Brander is slouched at the library when Scanlon comes through the lounge. His fingers rest unmoving on the keypad. Eyephones hang unused in their hooks. Brander's empty eyes point at the flatscreen. The screen is dark.

Scanlon hesitates. "I'm heading out now. With Clarke and Caraco."

Brander's shoulders rise and fall, almost indiscernibly. A sigh, perhaps. A shrug.

"The others are at the Throat. You'll be the only— I mean, will you be running tender from Comm?"

"You told us not to change the routine," Brander says, not looking up.

"That's true, Michael. But—"

Brander stands. "So make up your mind." He disappears down the corridor. Scanlon watches him go.
Naturally this has to go into my report. Not that you care.
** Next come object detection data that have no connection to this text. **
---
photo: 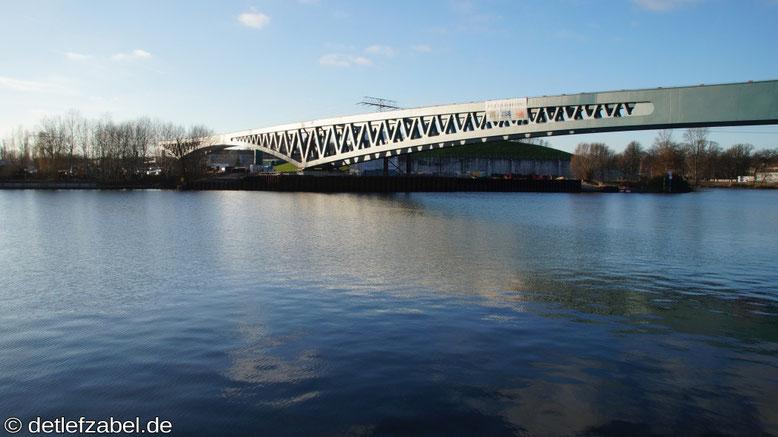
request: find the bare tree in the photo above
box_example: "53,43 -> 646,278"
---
721,144 -> 754,179
648,129 -> 684,176
683,128 -> 709,185
570,143 -> 613,180
618,141 -> 646,179
160,123 -> 213,182
751,148 -> 778,185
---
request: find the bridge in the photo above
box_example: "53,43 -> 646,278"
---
186,80 -> 778,168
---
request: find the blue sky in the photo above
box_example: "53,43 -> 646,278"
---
0,0 -> 778,151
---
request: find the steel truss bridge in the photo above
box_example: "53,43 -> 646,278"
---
190,80 -> 778,168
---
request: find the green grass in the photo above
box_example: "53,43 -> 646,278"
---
413,141 -> 573,160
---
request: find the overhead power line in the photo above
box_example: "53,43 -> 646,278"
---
357,96 -> 402,112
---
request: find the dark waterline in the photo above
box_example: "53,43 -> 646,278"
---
0,190 -> 778,435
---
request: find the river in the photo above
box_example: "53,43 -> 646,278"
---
0,190 -> 778,436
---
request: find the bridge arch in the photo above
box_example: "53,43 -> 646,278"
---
189,81 -> 778,168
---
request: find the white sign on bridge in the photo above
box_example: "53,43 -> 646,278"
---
486,97 -> 529,123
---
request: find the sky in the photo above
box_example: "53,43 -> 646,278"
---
0,0 -> 778,152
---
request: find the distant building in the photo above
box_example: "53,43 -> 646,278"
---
752,167 -> 778,183
208,150 -> 262,168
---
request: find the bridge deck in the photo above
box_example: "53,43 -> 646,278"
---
194,81 -> 778,168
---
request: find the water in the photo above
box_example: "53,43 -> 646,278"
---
0,190 -> 778,436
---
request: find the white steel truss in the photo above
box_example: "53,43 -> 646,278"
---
189,81 -> 778,168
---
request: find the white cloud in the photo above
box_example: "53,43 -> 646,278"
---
0,76 -> 75,95
632,0 -> 700,12
65,52 -> 91,61
319,53 -> 373,67
111,49 -> 151,62
238,8 -> 270,29
365,44 -> 394,56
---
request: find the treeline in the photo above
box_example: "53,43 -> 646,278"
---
0,110 -> 212,183
570,128 -> 778,184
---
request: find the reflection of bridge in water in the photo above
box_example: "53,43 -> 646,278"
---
186,80 -> 778,168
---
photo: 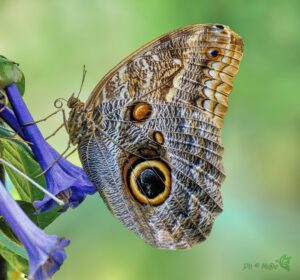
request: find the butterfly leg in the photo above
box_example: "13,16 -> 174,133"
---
35,141 -> 71,178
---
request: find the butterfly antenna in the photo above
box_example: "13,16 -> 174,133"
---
77,65 -> 87,98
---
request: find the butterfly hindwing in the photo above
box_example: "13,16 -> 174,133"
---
71,25 -> 243,249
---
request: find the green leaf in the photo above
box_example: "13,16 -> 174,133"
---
0,55 -> 25,95
0,135 -> 46,203
0,230 -> 28,274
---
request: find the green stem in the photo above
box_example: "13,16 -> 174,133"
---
0,165 -> 7,280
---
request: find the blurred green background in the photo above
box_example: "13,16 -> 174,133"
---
0,0 -> 300,280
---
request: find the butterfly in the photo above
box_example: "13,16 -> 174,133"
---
67,24 -> 243,249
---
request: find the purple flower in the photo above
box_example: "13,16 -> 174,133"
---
0,84 -> 96,212
0,181 -> 70,280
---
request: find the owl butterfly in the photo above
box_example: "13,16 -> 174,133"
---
67,24 -> 243,249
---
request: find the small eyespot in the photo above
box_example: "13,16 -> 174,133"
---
153,131 -> 165,145
214,24 -> 225,30
208,50 -> 219,57
131,102 -> 152,121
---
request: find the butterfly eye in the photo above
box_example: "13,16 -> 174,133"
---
128,160 -> 171,205
131,102 -> 152,121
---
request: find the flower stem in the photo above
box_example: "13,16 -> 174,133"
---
0,164 -> 7,280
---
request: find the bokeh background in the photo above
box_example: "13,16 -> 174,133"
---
0,0 -> 300,280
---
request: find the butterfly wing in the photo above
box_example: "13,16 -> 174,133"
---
78,25 -> 243,249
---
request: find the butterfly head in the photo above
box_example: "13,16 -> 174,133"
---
67,93 -> 83,109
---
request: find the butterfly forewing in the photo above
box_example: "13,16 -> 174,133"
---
70,25 -> 243,249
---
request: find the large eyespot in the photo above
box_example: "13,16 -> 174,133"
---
206,48 -> 221,60
131,102 -> 152,122
127,159 -> 171,206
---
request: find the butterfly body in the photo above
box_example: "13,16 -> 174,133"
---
68,25 -> 243,249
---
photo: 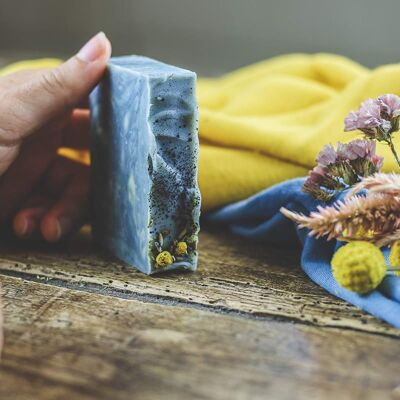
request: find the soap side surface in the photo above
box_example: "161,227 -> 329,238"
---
90,56 -> 200,274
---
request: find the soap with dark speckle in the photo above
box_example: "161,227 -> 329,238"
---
90,56 -> 200,274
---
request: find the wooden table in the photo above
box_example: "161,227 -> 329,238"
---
0,230 -> 400,400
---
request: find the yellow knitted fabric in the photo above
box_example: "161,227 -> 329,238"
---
0,54 -> 400,210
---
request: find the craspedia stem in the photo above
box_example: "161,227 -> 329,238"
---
387,135 -> 400,167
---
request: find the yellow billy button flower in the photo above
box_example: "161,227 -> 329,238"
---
175,242 -> 187,256
389,241 -> 400,276
331,241 -> 387,294
156,250 -> 174,267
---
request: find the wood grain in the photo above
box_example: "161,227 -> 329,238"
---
0,277 -> 400,400
0,227 -> 400,336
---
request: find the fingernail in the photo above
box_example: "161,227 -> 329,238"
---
54,217 -> 72,242
76,32 -> 108,62
14,218 -> 36,237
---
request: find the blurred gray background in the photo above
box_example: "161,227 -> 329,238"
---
0,0 -> 400,75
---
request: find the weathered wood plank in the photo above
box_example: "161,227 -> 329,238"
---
0,228 -> 400,336
0,277 -> 400,400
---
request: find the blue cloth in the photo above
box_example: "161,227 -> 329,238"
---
207,178 -> 400,328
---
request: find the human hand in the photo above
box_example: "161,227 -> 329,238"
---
0,33 -> 111,242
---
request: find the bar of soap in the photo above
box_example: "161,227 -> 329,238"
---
90,56 -> 200,274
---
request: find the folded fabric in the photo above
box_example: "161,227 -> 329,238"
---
5,54 -> 400,211
207,178 -> 400,328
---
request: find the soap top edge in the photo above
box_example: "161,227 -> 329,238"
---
109,55 -> 196,77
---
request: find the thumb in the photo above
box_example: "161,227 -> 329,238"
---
0,32 -> 111,142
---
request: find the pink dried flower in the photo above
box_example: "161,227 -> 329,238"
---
281,189 -> 400,246
378,94 -> 400,119
344,94 -> 400,165
316,144 -> 336,167
303,139 -> 383,201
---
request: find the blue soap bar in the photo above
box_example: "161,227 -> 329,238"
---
90,56 -> 200,274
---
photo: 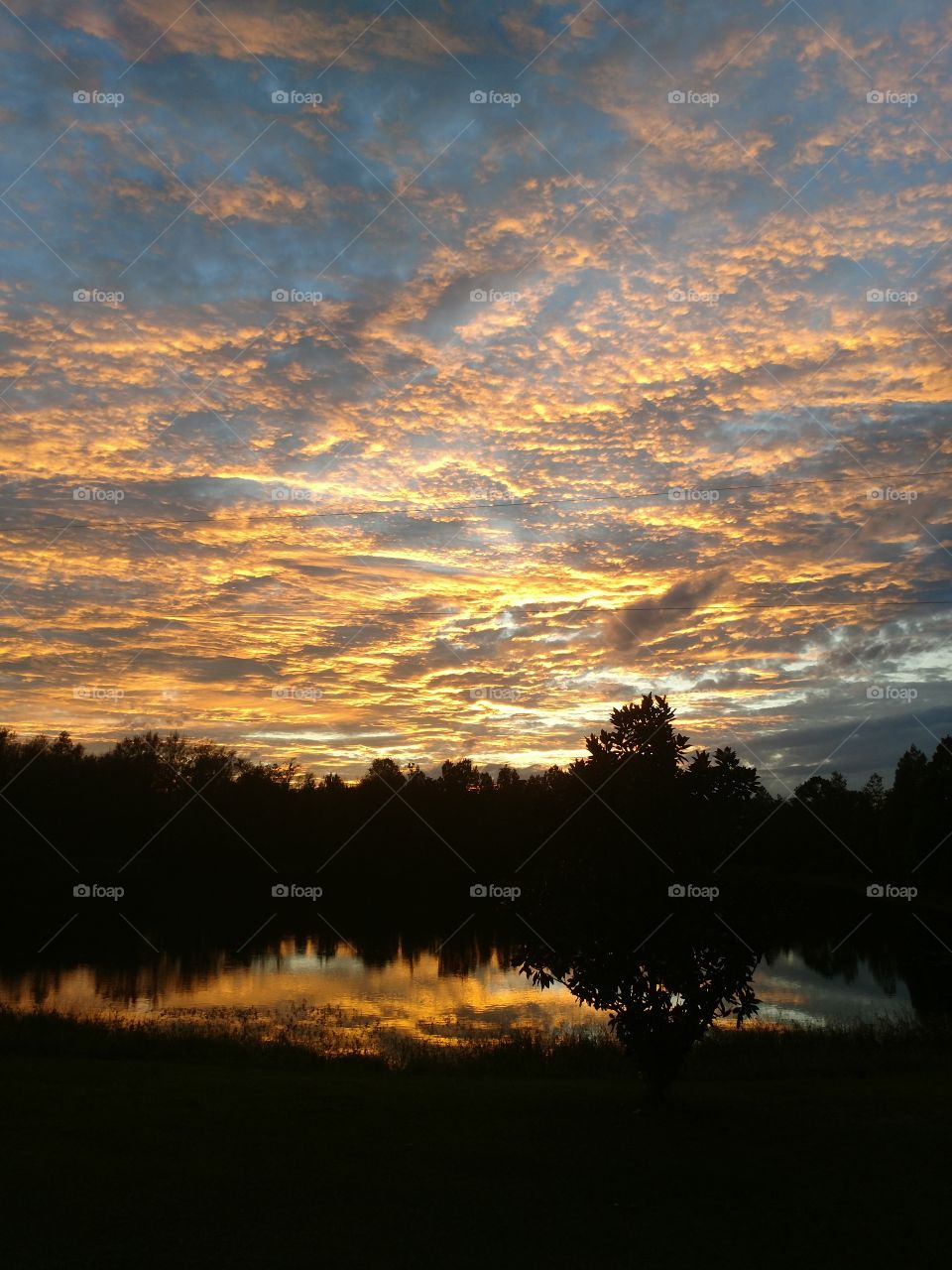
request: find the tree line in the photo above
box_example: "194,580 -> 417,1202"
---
0,694 -> 952,888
You might, though. Soon enough.

Scanlon drops into the wet room and finds it empty. He struggles into his armor single-handed, taking an extra few moments to ensure that the helmet bubble is spotless. He catches up with Clarke and Caraco just outside; Clarke is checking out a quartet of squids hovering over the seabed. One of them is tethered to a specimen canister resting on the bottom, a pressure-proof coffin over two meters long. Caraco sets it for neutral buoyancy; it rises a few centimeters.

They set off without a word. The squids tow them into the abyss; the women in the lead, Scanlon and the canister following behind. Scanlon looks back over his shoulder. Beebe's comforting lights wash down from yellow to gray, then disappear entirely. Feeling a sudden need for reassurance, he trips through the channels on his acoustic modem. There: the homing beacon. You're never really lost down here as long as you can hear that.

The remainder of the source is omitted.